Authors: James Hunter and Eden Hudson
Length: 292 Pages/ 8 hours, 17 mins (Audio)
Release Date: March 22, 2018/ July 19, 2018 (Audio)
Publisher: Shadow Alley Press, Inc.
Narrator: Holly Adams
Series: Legend of the Treesinger, Book 1
Being a huge fan of James Hunter's Yancy Lazarus books, when I heard he was spinning the characters in his novel Wendigo Rising off into their own series, I was justifiably excited. When I heard the audio version was being narrated by one of my favorite narrators, Holly Adams, I was sold on the spot. After listening to it, I can tell you that my expectations were not only met, but exceeded in every way.
Winona Treesinger, princess of the Chiatonka (Sasquatches) near Missoula, Montana, is unhappy with her role in life. After the tribe was betrayed by one of its own, who happened to be her betrothed, Winona is upset at the Elder council's ruling that the Chiatonka must stay separate at all costs from the little brothers (humans). After she and her father helped Yancy Lazarus, human mage, defeat her betrothed and his evil human allies, Winona was convinced humans were unprepared for dealing with the supernatural, and that the Chiatonka should help, as they did in the past.

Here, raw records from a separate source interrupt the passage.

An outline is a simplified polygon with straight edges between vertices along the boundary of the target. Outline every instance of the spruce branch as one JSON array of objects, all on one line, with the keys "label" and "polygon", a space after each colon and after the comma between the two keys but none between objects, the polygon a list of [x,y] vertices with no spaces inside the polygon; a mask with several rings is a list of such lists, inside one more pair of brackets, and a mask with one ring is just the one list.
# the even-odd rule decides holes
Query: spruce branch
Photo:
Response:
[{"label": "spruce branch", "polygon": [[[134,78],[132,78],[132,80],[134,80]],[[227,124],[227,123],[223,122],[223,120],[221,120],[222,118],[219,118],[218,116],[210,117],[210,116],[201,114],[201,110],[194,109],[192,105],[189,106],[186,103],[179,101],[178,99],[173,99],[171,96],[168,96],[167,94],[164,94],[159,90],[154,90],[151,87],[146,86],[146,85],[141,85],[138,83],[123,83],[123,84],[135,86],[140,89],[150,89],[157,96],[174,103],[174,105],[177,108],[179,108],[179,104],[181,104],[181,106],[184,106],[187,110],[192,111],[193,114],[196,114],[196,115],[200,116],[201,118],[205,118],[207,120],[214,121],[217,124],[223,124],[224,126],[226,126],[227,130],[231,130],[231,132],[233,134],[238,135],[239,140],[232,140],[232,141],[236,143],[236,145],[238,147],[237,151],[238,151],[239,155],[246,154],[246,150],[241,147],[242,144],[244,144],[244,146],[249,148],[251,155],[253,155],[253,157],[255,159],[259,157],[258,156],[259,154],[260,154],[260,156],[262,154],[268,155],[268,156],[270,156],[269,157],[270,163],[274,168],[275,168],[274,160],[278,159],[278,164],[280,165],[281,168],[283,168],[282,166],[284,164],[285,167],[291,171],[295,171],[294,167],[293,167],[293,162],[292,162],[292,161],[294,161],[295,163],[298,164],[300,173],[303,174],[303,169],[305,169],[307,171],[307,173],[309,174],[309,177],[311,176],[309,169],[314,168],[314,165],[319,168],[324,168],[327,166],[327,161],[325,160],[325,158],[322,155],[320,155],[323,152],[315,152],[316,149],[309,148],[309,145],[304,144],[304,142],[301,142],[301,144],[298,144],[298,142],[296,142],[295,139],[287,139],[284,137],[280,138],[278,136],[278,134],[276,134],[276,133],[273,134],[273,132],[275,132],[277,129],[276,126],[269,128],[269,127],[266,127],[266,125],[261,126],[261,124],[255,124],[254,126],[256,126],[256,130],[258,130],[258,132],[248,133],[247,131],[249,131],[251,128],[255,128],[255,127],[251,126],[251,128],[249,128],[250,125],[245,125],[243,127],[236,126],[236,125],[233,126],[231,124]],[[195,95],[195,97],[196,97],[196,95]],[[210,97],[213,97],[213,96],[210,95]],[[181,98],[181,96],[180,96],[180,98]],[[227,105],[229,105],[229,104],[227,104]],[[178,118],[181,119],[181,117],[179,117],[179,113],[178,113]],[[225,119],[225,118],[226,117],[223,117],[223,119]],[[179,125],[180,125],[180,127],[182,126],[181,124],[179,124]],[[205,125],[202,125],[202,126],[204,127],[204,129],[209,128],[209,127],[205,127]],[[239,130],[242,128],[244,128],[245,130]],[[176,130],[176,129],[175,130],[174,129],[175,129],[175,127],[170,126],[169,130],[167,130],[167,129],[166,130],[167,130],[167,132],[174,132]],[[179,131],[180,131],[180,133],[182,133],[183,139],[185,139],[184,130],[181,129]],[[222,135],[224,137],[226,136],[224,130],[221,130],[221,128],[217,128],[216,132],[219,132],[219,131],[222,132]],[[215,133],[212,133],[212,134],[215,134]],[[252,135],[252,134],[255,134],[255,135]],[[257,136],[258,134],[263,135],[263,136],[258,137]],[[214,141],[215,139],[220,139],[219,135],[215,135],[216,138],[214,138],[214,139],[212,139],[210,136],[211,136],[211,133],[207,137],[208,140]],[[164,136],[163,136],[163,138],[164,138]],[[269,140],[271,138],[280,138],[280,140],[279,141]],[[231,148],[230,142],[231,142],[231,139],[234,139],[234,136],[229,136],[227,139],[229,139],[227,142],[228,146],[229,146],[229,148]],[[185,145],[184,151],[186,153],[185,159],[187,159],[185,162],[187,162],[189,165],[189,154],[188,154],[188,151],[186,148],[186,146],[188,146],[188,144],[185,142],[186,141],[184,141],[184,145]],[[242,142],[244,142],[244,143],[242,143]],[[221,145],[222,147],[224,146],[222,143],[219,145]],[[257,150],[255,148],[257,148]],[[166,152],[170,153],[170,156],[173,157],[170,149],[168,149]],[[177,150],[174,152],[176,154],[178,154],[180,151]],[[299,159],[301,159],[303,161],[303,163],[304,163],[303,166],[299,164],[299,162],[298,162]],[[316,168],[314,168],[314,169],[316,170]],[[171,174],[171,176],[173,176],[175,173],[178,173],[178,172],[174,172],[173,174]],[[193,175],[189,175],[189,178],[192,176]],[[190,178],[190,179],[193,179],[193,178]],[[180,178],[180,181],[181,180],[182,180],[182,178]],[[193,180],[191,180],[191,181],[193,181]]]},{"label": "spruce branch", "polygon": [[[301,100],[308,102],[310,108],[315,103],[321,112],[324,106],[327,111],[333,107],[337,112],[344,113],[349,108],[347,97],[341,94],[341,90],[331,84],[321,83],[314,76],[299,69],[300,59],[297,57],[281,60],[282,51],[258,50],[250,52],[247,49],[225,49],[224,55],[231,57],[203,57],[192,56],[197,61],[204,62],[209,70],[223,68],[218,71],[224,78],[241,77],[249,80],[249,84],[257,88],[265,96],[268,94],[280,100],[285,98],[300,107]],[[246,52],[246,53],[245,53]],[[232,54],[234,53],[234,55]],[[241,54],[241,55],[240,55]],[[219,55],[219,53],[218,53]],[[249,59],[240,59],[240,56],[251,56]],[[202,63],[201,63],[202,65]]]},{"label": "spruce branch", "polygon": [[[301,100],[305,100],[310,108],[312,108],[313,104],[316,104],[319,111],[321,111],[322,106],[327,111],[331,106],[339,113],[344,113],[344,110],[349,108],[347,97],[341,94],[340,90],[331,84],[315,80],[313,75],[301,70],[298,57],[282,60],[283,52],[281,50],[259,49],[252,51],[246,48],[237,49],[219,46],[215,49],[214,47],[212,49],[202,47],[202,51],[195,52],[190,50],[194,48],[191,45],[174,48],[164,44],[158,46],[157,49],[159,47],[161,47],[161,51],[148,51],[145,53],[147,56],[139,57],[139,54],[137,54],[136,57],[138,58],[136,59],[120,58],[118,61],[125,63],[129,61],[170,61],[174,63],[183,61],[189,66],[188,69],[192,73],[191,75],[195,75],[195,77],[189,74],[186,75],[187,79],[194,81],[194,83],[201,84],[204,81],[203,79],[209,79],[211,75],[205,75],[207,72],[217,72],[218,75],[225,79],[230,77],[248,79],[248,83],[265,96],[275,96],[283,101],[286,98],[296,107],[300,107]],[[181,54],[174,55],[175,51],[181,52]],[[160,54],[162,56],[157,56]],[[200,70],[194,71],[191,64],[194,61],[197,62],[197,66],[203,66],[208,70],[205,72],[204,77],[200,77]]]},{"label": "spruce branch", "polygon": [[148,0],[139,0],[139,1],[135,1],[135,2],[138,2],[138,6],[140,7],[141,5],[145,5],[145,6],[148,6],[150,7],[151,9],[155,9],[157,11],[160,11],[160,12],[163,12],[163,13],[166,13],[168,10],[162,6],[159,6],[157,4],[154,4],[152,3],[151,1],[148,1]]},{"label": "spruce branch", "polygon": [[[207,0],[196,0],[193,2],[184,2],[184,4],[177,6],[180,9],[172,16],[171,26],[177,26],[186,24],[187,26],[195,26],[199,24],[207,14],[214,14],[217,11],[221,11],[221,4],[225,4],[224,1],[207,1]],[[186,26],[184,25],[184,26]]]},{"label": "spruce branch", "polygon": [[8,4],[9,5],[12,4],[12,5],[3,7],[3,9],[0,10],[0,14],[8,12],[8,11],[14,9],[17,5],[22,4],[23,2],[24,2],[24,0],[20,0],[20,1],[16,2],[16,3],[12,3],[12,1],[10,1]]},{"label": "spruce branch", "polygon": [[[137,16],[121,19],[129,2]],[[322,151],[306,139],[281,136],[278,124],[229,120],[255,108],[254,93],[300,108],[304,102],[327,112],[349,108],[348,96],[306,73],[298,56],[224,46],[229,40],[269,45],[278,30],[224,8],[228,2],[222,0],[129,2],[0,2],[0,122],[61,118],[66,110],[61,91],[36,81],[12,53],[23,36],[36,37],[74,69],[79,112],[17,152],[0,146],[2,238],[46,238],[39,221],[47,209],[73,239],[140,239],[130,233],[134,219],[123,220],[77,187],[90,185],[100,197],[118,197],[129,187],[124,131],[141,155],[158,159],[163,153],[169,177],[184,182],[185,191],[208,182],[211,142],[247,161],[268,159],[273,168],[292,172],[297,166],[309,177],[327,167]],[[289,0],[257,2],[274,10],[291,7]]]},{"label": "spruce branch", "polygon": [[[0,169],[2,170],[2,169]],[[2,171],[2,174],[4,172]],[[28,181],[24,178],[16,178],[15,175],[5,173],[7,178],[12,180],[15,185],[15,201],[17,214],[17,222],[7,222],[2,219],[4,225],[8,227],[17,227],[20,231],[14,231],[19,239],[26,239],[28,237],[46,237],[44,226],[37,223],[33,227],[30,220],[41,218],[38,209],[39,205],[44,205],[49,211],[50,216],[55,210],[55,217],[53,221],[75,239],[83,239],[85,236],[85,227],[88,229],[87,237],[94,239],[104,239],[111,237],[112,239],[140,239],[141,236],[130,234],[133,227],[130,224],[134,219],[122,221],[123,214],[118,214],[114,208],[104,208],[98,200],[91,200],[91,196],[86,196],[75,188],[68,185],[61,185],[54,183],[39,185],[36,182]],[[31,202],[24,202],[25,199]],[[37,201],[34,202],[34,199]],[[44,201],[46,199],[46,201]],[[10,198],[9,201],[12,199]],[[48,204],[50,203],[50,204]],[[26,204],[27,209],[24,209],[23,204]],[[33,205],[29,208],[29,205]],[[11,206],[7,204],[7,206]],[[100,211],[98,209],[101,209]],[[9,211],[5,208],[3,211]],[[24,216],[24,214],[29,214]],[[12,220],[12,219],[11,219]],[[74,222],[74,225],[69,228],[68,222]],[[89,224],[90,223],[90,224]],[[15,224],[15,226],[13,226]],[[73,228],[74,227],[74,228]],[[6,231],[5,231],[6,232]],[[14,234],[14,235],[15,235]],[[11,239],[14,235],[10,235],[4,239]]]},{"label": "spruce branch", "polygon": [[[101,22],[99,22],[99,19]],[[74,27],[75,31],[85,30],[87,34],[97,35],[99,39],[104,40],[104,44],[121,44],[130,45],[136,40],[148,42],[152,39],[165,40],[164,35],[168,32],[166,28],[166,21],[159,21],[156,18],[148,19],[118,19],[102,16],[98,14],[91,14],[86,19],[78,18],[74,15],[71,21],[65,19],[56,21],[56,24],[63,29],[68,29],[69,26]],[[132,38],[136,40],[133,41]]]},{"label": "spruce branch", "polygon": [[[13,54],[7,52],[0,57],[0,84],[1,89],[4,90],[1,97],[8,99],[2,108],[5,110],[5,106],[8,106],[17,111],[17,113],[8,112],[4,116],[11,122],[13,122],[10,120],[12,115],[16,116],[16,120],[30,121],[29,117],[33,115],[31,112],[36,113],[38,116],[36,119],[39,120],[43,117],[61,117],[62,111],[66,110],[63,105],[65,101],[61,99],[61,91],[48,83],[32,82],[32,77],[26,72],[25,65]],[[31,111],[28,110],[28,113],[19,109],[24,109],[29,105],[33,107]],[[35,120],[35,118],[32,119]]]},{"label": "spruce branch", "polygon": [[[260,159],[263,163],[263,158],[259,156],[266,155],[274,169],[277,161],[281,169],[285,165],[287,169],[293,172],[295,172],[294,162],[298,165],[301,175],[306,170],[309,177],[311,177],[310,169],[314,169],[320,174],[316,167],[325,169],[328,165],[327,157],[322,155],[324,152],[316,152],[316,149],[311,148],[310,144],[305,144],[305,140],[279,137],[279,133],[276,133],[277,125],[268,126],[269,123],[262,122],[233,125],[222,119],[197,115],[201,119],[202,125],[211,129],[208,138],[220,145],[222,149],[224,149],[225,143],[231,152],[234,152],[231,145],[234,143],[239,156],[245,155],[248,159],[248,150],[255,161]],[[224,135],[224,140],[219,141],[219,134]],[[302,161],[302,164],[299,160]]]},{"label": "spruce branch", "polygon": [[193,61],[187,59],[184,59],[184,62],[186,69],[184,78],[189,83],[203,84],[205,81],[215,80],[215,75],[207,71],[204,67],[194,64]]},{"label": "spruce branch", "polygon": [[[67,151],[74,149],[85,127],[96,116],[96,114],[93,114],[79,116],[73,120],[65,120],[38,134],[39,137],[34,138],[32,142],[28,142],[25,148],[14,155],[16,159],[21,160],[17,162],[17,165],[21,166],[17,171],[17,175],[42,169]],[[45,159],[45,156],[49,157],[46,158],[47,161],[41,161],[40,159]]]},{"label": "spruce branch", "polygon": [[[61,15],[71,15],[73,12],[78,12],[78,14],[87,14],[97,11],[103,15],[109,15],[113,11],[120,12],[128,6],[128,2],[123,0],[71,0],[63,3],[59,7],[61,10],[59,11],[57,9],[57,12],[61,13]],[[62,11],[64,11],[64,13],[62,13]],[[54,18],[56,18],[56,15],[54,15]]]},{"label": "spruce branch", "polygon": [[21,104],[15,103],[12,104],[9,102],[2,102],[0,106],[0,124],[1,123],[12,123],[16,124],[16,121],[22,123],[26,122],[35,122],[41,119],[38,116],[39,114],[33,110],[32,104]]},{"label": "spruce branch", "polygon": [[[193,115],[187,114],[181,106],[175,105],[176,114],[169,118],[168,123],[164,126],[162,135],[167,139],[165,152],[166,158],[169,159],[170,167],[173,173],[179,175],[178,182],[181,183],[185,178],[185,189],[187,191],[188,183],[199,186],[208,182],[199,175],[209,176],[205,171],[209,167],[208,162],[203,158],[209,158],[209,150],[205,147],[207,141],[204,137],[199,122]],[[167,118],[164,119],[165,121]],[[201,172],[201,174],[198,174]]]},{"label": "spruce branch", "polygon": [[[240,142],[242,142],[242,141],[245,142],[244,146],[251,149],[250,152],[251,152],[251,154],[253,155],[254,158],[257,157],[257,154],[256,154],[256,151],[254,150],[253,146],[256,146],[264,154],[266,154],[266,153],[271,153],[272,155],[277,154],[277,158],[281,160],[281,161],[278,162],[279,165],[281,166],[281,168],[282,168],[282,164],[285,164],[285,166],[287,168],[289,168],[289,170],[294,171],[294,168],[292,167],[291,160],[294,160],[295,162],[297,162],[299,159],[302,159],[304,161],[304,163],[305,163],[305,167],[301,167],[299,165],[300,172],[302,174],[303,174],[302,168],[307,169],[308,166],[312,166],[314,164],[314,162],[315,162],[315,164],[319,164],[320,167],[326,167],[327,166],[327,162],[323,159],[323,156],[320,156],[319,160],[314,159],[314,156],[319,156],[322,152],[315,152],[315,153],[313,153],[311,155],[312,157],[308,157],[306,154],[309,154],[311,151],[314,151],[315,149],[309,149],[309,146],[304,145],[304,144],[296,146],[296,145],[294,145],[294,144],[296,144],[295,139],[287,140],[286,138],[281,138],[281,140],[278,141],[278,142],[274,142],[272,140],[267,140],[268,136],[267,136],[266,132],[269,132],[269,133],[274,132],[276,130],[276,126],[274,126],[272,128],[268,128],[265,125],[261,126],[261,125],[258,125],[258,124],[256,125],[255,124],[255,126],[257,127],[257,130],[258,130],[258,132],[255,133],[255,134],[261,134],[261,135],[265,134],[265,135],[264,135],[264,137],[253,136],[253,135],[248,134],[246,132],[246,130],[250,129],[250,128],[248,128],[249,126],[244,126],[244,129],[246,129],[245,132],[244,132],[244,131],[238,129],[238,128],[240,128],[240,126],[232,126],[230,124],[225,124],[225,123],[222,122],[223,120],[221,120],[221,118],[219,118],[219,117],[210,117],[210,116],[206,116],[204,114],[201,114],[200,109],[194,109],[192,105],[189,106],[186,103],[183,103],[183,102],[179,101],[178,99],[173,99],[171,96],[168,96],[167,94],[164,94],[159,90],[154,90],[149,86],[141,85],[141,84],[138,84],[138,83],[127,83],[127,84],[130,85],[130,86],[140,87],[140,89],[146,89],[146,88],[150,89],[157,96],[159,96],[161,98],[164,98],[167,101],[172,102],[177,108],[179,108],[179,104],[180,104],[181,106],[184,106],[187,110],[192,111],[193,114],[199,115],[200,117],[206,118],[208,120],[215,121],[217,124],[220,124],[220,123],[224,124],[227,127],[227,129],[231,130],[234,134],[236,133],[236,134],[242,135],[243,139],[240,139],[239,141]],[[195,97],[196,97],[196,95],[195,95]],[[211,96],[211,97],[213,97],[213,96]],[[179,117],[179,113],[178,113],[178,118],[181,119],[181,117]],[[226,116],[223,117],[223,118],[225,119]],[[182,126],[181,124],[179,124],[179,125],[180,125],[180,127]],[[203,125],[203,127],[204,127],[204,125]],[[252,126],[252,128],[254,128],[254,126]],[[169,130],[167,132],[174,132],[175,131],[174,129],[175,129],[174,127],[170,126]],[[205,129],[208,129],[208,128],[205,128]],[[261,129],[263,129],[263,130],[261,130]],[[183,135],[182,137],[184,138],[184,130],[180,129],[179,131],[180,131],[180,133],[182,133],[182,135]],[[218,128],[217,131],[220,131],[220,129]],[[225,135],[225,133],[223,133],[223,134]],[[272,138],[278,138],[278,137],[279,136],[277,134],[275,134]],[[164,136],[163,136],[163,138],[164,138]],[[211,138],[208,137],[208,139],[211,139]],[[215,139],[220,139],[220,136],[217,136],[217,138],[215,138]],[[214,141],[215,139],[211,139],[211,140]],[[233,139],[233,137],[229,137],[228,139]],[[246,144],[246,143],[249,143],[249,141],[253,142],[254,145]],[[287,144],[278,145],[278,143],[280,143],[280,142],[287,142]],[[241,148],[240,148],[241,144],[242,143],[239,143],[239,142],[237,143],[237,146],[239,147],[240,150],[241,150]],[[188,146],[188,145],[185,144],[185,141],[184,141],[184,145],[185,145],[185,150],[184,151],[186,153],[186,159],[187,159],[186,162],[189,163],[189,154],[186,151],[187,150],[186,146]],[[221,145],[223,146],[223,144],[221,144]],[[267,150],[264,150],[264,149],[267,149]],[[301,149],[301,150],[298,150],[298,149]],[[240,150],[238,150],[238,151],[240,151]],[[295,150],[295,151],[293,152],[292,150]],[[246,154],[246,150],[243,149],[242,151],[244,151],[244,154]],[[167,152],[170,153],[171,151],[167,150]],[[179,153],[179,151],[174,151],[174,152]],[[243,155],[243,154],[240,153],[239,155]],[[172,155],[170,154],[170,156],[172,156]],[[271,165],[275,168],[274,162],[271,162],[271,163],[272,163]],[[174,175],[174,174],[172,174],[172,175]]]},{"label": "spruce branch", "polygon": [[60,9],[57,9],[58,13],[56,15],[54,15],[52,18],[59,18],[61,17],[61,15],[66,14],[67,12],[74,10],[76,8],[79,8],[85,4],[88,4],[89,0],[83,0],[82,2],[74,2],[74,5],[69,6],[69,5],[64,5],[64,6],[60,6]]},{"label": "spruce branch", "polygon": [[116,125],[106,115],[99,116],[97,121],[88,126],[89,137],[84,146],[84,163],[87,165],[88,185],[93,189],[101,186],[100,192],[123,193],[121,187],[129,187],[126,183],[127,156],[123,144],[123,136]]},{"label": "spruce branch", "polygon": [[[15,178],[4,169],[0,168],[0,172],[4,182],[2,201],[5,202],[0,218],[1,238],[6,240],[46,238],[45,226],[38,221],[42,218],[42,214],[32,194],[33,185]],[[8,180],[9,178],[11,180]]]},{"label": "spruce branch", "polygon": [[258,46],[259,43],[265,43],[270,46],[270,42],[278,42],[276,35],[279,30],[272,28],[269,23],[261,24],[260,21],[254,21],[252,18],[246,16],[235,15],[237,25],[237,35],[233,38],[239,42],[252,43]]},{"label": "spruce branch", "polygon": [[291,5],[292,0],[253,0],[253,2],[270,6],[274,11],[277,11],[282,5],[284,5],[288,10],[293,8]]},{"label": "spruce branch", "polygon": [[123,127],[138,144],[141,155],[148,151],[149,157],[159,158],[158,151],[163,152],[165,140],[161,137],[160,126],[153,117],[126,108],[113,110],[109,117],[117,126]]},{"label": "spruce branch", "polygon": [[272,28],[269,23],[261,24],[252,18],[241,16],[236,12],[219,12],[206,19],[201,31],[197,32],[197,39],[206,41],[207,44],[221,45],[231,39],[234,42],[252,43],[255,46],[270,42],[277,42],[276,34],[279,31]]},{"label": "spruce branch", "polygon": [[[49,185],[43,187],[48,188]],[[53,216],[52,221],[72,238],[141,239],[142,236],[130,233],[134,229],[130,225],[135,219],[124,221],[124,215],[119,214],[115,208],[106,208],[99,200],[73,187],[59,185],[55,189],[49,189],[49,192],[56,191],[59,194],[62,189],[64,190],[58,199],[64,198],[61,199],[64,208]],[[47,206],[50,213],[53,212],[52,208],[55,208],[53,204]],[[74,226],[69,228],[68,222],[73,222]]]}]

This leads her to start patrolling outside their forest heart home, and where the trouble begins.
Coming across a trail of something foul, Winona follows the trail and comes across a police car. Seeing the police have followed the trail, she continues the chase and comes across Detective Chris Fuller as he fights for his life against some unknown supernatural entity. Winona charges in to save him, and fights the creature to a stand still, taking many wounds herself. The creature escapes, and Winona brings Chris to her village, against the rules as that may be, and treats him. Being chastised for it by the Elders, she is told to erase his memory and return him to the human world. Defying this edict, she steals a talisman that will allow her to change shape into a human and goes back with Chris to help hunt the monster.
As Winona helps Chris in the guise of a native American shaman psychic, people all over town are turning up dead. As they investigate, a disturbing pattern emerges as to the motive behind the murders, and to the nature of the creature committing them. The victims may not be so innocent after all, and the killer may be more than it seems. As the chase continues, it also comes closer and closer to Chris's life, and violently intrudes on the life he has made for himself in Missoula. This all leads to the climactic final scene where Winona and Chris face off against a monster that may not have been the crazed killing machine they expected it to be. Can Winona stop the monster and find redemption with her clan? Well, you need to read or listen to it to find out!
Like all of James Hunter's books, and now with Eden Hudson, this is a very character driven story. Winona and Chris are excellent protagonists, playing well off of each other, especially as their cultures are so very different. Their species are so different in the way they look at life, its amazing they can work together at all, but they did, quite effectively. The politics of Chris's office, reeling from the revelations in Wendigo Rising, where the police were involved in the crimes of Winona's betrothed and his human accomplices, makes it a volatile environment, especially as Winona is no cop, but he needs her help to find the killer. The side characters are well written and feel like real people you would meet in everyday life. Even the antagonist has motivations that will surprise. The setting is well described, and you get a real feeling of being in the scene. Definitely strong worldbuilding.
The narration was handled by one of my favorite narrators, Holly Adams. She is such a talented voice actress, being able to do a huge variety of voices and accents. She has excellent pacing, and her narration never lags or bogs down in a monotone. She adds gravitas to Winona especially, and this may be my favorite character she has ever voiced. I can't recommend the audio version enough. In fact, any fan of urban fantasy should run out and get a copy of Two Faced now.